16 ans : Guerre et Amour…

Il est grand, un rien taciturne, de scolarité médiocre et de culture judéo-chrétienne, issu d’une famille aisée et socialement très intégrée. Elle est une brillante élève d’origine magrébine et de confession musulmane, belle et rayonnante en dépit d’une famille l’empêchant de s’épanouir relationnellement. Ils sont jeunes et viennent d’arriver en classe de seconde d’un modeste lycée de la région francilienne, s’apprivoisent rapidement pour mieux tomber amoureux l’un de l’autre, beaucoup, passionnément, à la folie, passant outre les préjugés de classe et de culture de leur famille respective… S’ensuivra un drame social aux allures de fable shakespearienne incandescente et inoubliable, aux enjeux particulièrement solides et conséquents, drame au coeur duquel cet amour impossible nous réservera l’un des meilleurs films de cette année, visible dans nos salles obscures à partir du mercredi 4 janvier 2023 et d’ores et déjà découvert lors de la dernière édition du Festival du Film d’Angoulême dans la catégorie Les flamboyants.

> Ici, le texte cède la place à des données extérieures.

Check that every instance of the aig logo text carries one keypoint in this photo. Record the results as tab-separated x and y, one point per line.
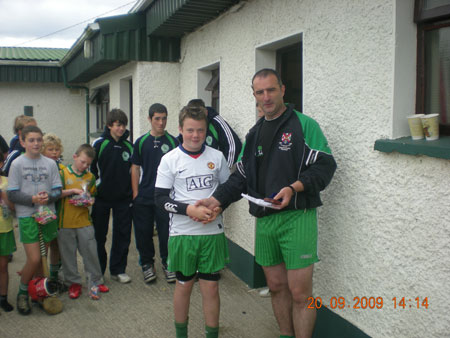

Dernier long métrage du bienvenu Philippe Lioret 16 ans fait pratiquement figure de – n’ayons pas peur des mots – petit chef d’œuvre de cinéma lyrique, passionnel et passionnant portant l’intégralité de ses interprètes au rang de montagnes dramatiques et dramaturgiques. A partir d’un sujet vieux comme le Monde le cinéaste français actualise le mythe de Roméo et Juliette pour mieux disséquer les dysfonctionnements de notre société au regard de cette idylle pure et juvénile, débarrassée de tout préjugé et de tout ressentiment : déclassement sociétal, mépris bourgeois et racisme ordinaire, intégrisme religieux allant de paire avec une frustration sexuelle destructrice et auto-destructrice, violence suburbaine allant jusqu’à une criminalité montant, hélas, crescendo… Philippe Lioret ne laisse strictement rien au hasard sans pour autant se laisser aller à une quelconque forme de démonstration et/ou de didactisme, au gré d’une mise en scène s’effaçant admirablement derrière les nombreux sujets filmés…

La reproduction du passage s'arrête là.